Investor David Einhorn unveiled a proposal Tuesday to try to boost General Motors (NYSE: GM - news) share price by creating two classes of stock, signaling a possible battle at the carmaker's annual meeting.

GM rejected the initiative, calling it risky, and said it also would fight a plan by Einhorn to nominate four candidates to the GM board.

Shares (Berlin: DI6.BE - news) of GM jumped on the Einhorn move, finishing up 2.5 percent at $35.56.

Einhorn's Greenlight Capital, which is estimated to hold less than one percent of GM shares, proposed splitting GM common stock into two classes, one that would receive the dividends and the other that would be tied to remaining earnings and future cash flow.

The proposal aims to turn around the company's sluggish stock performance, which in spite of strong profits amid a multi-year US auto boom, has not moved appreciably.

Einhorn said the move would release between $13 and $38 billion of stock value.

"As significant, long-term shareholders, we believe in GM's strong earnings potential," Einhorn said in a statement. "Our plan would unlock significant value and lower GM's cost of capital."

But GM said the Einhorn proposal creates "an unacceptable level of risk," including threatening GM's investment-grade credit rating.

And it could potentially have the opposite of the intended effect, depressing the share price due to "uncertain market demand and liquidity for the proposed securities," the company said in a statement.

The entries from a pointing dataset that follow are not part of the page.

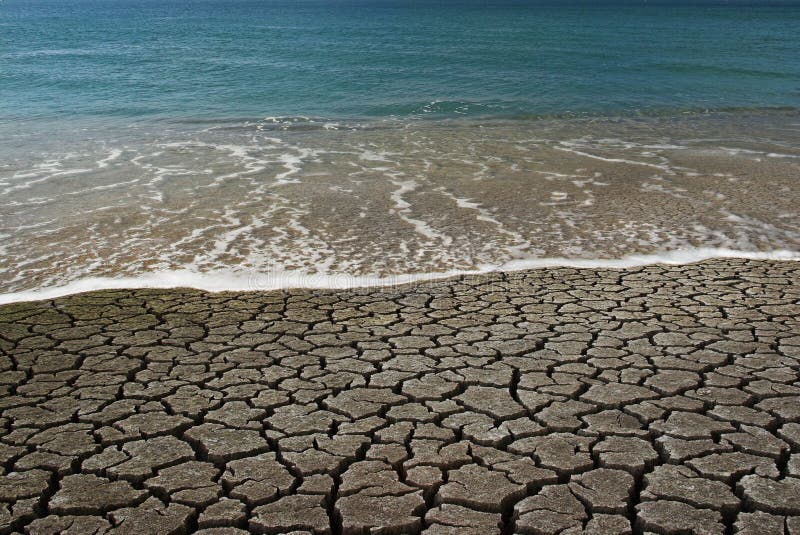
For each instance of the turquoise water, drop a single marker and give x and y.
(213, 59)
(261, 144)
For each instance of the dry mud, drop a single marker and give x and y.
(657, 399)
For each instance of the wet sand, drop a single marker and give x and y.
(394, 199)
(658, 399)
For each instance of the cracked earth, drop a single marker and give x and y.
(659, 399)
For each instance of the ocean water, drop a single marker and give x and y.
(319, 142)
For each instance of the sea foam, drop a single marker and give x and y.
(231, 280)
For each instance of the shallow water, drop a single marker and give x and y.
(385, 199)
(307, 143)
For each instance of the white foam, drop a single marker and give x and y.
(228, 280)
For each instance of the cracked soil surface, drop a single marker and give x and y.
(659, 399)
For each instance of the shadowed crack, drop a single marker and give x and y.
(660, 398)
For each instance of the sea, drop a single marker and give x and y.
(260, 144)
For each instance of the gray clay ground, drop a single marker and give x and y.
(657, 399)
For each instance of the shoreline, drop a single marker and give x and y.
(230, 281)
(661, 398)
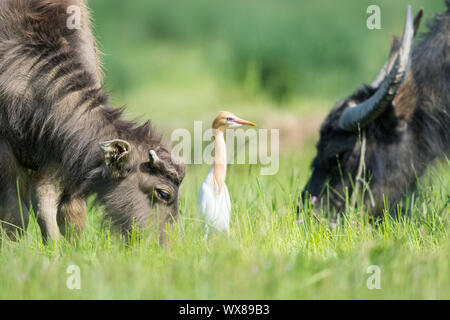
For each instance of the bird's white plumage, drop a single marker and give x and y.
(214, 206)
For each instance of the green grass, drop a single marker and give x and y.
(269, 255)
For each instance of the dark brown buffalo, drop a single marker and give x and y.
(60, 141)
(383, 136)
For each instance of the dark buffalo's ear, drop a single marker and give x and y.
(116, 154)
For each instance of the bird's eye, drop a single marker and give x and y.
(163, 194)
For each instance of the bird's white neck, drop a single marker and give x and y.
(220, 159)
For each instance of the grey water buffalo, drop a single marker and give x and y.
(384, 135)
(60, 141)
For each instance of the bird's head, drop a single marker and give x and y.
(226, 120)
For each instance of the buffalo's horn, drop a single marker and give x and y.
(153, 157)
(367, 111)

GM also said it intends to recommend that shareholders reject Greenlight's slate of four board nominees, saying "GM has a highly experienced board with relevant expertise and capabilities in key areas that align with the company's strategic direction."

GM's assessment of the Einhorn appraisal received support from S&P Global Ratings, which warned a dual-class could warrant a ratings cut below investment grade.

The shift "could lead us to negatively revise our assessment of the company's financial risk profile" because the firm would lack flexibility to eliminate or reduce the dividend if need be, S&P said.

The company is expected to hold its annual meeting mid-year.